How to Speed up Bulk Loading for the FDB Cluster with Multiple DCs and Triple Data Copy?

(Hieu Nguyen) #1

Our FDB cluster configuration has two regions and three datacenters. Region 1 (West Coast) contains DC1 and DC2, and Region 2 ( East Coast) contains DC3. DC1 is the primary DC and DC2 is the satellite DC. DC3 is the standby DC.

In our multi-DC FDB cluster, bulk loading is invoked to populate the initial data, before the whole database is able to serve the traffic. We are currently trying to improve our bulk loading utility tool. Following the strategy described in the section of “Migrating a database to use a region configuration” in the FDB architecture document, when we do the bulk loading, we only need to have the West Coast Region Setup and then use the FDB data synchronization protocol to make a full copy to DC3 of the East Coast Region.

Question 1: Can we only use Primary DC 1 for bulk loading, so that we can save the log-store data synchronization to the satellite DC 2? In this initial data loading, we really do not need to worry about having two Log-Stores. How can we configure only the Primary DC setup?

Question 2: To load the data into the Primary DC, can we start with the configuration that has just only 2 data copies (replication factor =2).

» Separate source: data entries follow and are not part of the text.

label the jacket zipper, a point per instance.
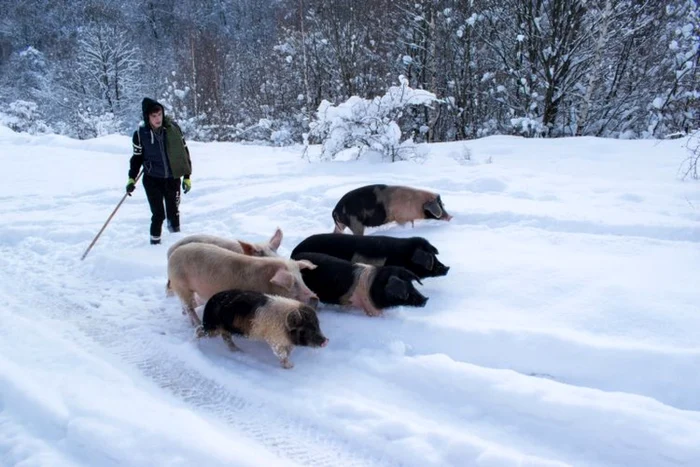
(161, 145)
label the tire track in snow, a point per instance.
(264, 420)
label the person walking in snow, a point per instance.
(160, 147)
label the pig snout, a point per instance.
(312, 301)
(417, 299)
(442, 270)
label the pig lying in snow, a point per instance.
(206, 269)
(281, 322)
(371, 288)
(375, 205)
(238, 246)
(414, 253)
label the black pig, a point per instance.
(414, 253)
(371, 288)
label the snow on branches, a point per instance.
(369, 124)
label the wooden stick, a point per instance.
(108, 219)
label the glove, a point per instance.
(131, 186)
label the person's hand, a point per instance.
(131, 186)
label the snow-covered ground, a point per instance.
(567, 331)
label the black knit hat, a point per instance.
(148, 106)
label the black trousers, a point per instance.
(161, 191)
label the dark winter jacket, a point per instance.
(163, 153)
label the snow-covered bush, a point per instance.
(690, 168)
(369, 124)
(24, 116)
(92, 125)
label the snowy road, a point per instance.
(566, 332)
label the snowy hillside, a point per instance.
(567, 331)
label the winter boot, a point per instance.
(173, 228)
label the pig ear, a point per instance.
(433, 207)
(395, 287)
(276, 239)
(283, 278)
(306, 264)
(423, 258)
(248, 248)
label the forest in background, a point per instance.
(242, 70)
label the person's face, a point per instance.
(156, 119)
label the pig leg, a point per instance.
(226, 336)
(282, 352)
(188, 305)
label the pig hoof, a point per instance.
(287, 364)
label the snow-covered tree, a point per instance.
(369, 124)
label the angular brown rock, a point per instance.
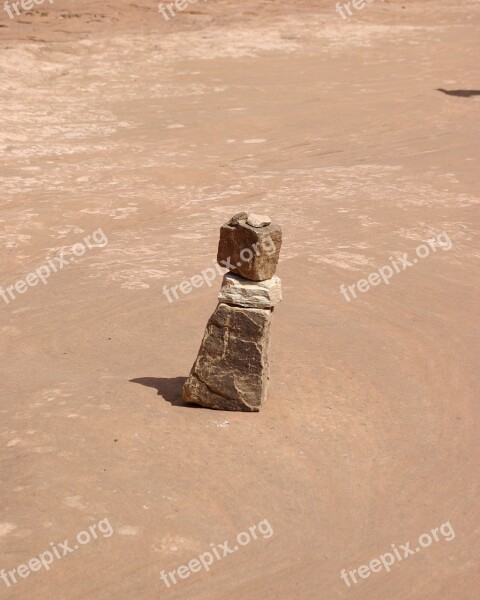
(232, 367)
(249, 251)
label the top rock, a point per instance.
(258, 220)
(250, 246)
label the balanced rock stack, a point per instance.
(232, 368)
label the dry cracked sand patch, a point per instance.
(157, 133)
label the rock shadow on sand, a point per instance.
(170, 388)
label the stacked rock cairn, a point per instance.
(232, 367)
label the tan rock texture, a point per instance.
(231, 370)
(251, 252)
(239, 291)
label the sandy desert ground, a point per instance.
(155, 133)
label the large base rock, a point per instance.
(231, 370)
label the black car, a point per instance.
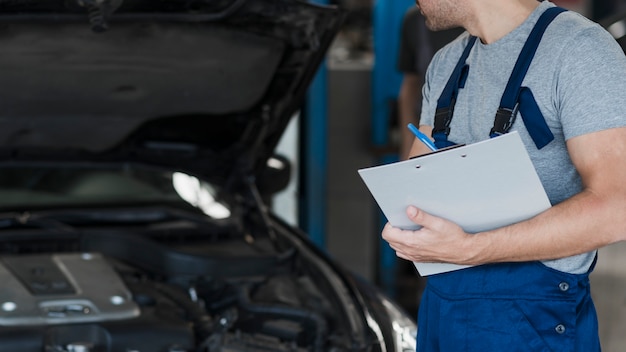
(137, 142)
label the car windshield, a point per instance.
(25, 188)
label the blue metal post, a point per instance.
(316, 156)
(387, 24)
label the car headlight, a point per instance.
(404, 330)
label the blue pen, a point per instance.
(422, 137)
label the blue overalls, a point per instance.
(527, 306)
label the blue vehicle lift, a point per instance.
(387, 20)
(386, 80)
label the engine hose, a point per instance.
(202, 322)
(297, 314)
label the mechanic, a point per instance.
(528, 286)
(418, 44)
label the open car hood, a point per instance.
(205, 86)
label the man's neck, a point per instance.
(495, 19)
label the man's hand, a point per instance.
(438, 240)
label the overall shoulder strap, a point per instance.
(509, 104)
(445, 103)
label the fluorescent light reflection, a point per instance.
(199, 194)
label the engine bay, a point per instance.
(130, 293)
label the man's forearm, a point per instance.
(578, 225)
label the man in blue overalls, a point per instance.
(559, 80)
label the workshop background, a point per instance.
(349, 123)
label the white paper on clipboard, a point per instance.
(480, 187)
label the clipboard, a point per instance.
(480, 187)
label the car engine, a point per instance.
(136, 295)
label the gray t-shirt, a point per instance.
(578, 78)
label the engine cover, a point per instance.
(61, 289)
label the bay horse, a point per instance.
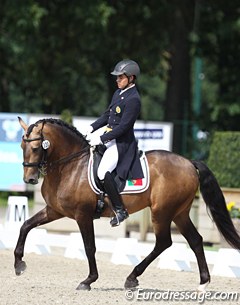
(61, 153)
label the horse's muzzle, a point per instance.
(31, 181)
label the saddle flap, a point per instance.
(131, 186)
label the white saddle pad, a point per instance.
(132, 186)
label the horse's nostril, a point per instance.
(32, 181)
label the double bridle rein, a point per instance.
(43, 164)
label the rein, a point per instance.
(42, 165)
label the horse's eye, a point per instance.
(35, 149)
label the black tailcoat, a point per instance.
(120, 116)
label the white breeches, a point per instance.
(109, 160)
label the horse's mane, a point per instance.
(59, 122)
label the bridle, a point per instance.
(43, 164)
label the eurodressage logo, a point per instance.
(152, 295)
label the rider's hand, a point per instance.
(94, 140)
(88, 132)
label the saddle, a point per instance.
(124, 187)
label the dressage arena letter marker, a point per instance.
(17, 211)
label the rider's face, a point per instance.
(122, 81)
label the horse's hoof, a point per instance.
(20, 268)
(83, 286)
(131, 284)
(202, 287)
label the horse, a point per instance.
(61, 153)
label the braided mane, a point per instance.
(59, 122)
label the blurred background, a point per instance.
(56, 57)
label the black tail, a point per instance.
(215, 201)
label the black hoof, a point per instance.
(130, 284)
(20, 268)
(83, 286)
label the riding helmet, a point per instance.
(126, 66)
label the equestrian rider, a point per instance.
(121, 146)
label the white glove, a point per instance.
(88, 132)
(94, 140)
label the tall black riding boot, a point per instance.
(111, 189)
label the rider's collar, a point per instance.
(126, 89)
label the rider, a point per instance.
(121, 145)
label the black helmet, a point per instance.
(128, 67)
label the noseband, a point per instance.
(41, 164)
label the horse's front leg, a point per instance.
(42, 217)
(87, 231)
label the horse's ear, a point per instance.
(22, 123)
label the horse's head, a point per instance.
(34, 148)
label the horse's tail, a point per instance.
(215, 201)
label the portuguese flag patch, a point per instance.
(135, 182)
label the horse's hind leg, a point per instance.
(188, 230)
(87, 230)
(163, 241)
(42, 217)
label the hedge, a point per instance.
(224, 158)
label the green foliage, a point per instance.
(224, 158)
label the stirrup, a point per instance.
(120, 216)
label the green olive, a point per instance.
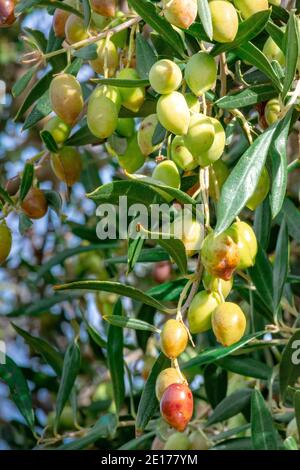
(165, 76)
(181, 154)
(102, 116)
(173, 113)
(200, 311)
(225, 21)
(200, 73)
(132, 98)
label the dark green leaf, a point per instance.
(148, 403)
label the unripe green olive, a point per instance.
(200, 135)
(225, 21)
(229, 323)
(133, 159)
(67, 165)
(181, 154)
(215, 151)
(59, 130)
(200, 311)
(104, 7)
(145, 134)
(244, 236)
(165, 76)
(75, 30)
(218, 174)
(66, 97)
(173, 113)
(180, 13)
(177, 441)
(249, 7)
(192, 102)
(132, 98)
(173, 338)
(7, 13)
(125, 127)
(35, 204)
(220, 255)
(273, 52)
(198, 441)
(60, 18)
(261, 191)
(272, 111)
(5, 242)
(212, 284)
(200, 73)
(106, 47)
(110, 92)
(167, 172)
(190, 232)
(102, 116)
(177, 406)
(166, 377)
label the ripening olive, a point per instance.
(261, 191)
(104, 48)
(212, 284)
(59, 130)
(145, 134)
(66, 97)
(229, 323)
(173, 338)
(110, 92)
(273, 52)
(5, 242)
(244, 236)
(75, 30)
(200, 135)
(225, 21)
(272, 111)
(165, 76)
(220, 255)
(215, 151)
(7, 13)
(166, 378)
(67, 165)
(173, 113)
(192, 102)
(218, 174)
(181, 155)
(104, 7)
(132, 98)
(35, 204)
(177, 441)
(102, 116)
(167, 173)
(200, 311)
(200, 73)
(125, 127)
(133, 159)
(249, 7)
(177, 405)
(180, 13)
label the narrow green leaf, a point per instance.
(205, 17)
(70, 371)
(26, 181)
(148, 402)
(115, 358)
(133, 323)
(48, 352)
(289, 369)
(263, 433)
(12, 375)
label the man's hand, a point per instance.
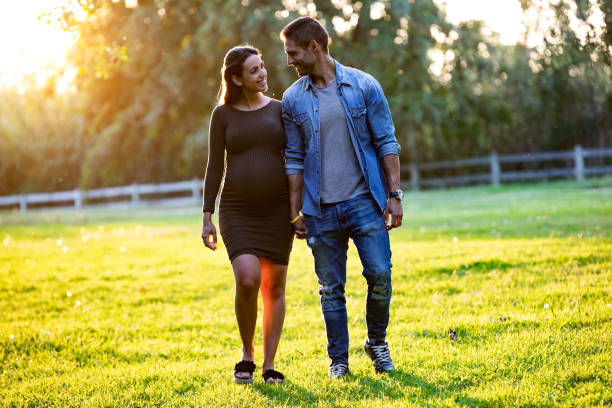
(209, 232)
(393, 213)
(299, 228)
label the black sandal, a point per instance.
(273, 377)
(244, 367)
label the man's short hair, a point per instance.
(304, 29)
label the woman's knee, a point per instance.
(247, 284)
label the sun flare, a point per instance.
(31, 47)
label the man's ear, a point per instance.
(236, 80)
(314, 46)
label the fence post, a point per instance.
(134, 194)
(495, 169)
(23, 202)
(78, 199)
(578, 163)
(414, 176)
(195, 190)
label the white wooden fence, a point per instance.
(190, 191)
(496, 175)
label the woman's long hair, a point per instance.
(229, 93)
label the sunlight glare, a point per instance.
(501, 16)
(36, 49)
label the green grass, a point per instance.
(127, 309)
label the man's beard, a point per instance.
(303, 70)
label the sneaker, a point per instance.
(381, 360)
(338, 370)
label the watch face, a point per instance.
(399, 194)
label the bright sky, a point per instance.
(29, 45)
(502, 16)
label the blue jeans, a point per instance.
(327, 236)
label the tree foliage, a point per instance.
(148, 78)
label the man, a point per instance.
(343, 168)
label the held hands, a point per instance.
(393, 213)
(299, 226)
(209, 232)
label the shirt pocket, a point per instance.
(304, 124)
(358, 115)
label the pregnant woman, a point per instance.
(246, 140)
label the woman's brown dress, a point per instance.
(254, 206)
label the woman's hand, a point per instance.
(209, 232)
(299, 227)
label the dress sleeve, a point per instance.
(216, 160)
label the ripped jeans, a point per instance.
(327, 236)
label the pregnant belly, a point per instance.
(256, 184)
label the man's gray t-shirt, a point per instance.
(341, 176)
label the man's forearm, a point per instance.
(296, 189)
(392, 171)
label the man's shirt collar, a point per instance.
(341, 77)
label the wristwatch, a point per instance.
(399, 194)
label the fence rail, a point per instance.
(191, 190)
(495, 174)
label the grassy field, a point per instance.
(128, 309)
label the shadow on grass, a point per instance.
(482, 266)
(287, 394)
(390, 382)
(398, 385)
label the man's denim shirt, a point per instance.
(369, 123)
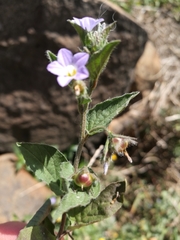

And only when the data loading is finished, we increase the replication factor to be 3 and thus force the FDB cluster to perform data re-balancing to meet the data replication requirement. Can this solution work?

(Meng Xu) #2

It is hard to say. When the replication factor changes, a new set of 3-storage-server teams (each team holds the same range of data) will be recreated. Although data distribution tries its best to keep data where it was to avoid the amount of data moved, the data size on each team will also affect the movement. The worst case is that data distribution will reshuffle the data across servers, which uses more disk space during movement and causes lots of disk cleanup (like file truncating). So it is hard to say how fast the data movement can finish.

If the input of data can be evenly distributed when data is loaded, it is probably faster to just run with 3 replications at the beginning.

1 Like
(Alex Miller) #3

Yes, you could bulk load what will be Primary DC1 as a non-region single DC cluster, and then convert it into a multi-region setup. You could also just write a regions configuration that is one region, and only one DC, which is Primary DC1. The two approaches will be roughly equivalent.

Meng answered most of this, so I won’t repeat, but this is a trick that you can use to save yourself some WAN bandwidth also. Data distribution isn’t smart enough yet to only do one copy across the database for replicating a primary triple replicated cluster into a secondary triple replicated cluster. If you add the secondary DC as a single-replicated DC, and then once a full copy of the database is in the secondary, convert it to triple replicated, then you’ll save yourself the WAN cost of the other two copies.

(Hieu Nguyen) #4

Thanks, @mengxu and @alexmiller. I will try the tricks to see whether it can speed up our bulk loading.